Miss Anne stirred in her chair. Crow paused.

"Go on dear," said Miss Anne.

Crow went on, she told the whole story of the brooch, with scrupulous accuracy, adding one after the other the appearances of Pamela in places where she should not have been at such hours. She went on, without interruption, through the very strange story of Adrian's vision at four in the morning, and the even stranger relation of the condition in which the yawl and the dinghy were found. Finally there was the discovery of the handkerchief on board the yawl, and this latest affair of the picnic at Champles Creek and Pamela's amazing behaviour, followed so quickly by Badger's accusation.

Crow was very deliberate; she did not forget the episode of Timothy Batt even, bringing the whole relation up to the present moment, as it were. Then she ceased to speak.

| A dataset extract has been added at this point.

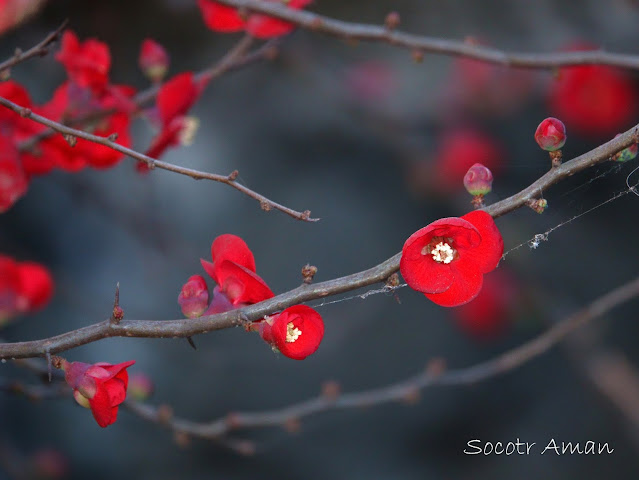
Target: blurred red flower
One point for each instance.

Miss Anne was leaning her cheek on her hand, and her elbow on the arm of the chair; she did not look at Christobel, but very intently out at the lawn and flowers.

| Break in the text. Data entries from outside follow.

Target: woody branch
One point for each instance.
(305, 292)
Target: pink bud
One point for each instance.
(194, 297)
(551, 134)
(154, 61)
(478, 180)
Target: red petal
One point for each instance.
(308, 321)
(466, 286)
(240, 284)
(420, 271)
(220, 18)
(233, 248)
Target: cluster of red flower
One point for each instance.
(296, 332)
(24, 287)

"What do you think, Crow?" she presently asked. "Have you any interpretation of your own?"

Christobel shook her head rather despondently; then she said:

"Anyway, I'm absolutely sure Pamela hasn't done anything dishonourable. I don't understand what's happening, but I do know Pam, and I've sometimes thought she might be aiming at some--well--some rather cranky sort of noble deed----" Crow flushed and looked at her companion in a deprecating manner. "She's simply wild about the Girl Guide business; she's only waiting till she gets to school to be one. She reads it up, and soaks it in, and she's awfully set on doing a good deed every day, and helping people whatever it costs. Don't you see how it might lead to--to things, perhaps? One can't tell how, exactly."

"She might be shielding somebody?" suggested Miss Lasarge.

"Yes; if there was anybody to shield. Besides," added Christobel in a more matter-of-fact tone, "a lot of it is sheer muddle--the Badger business, I mean, that's sinful nonsense."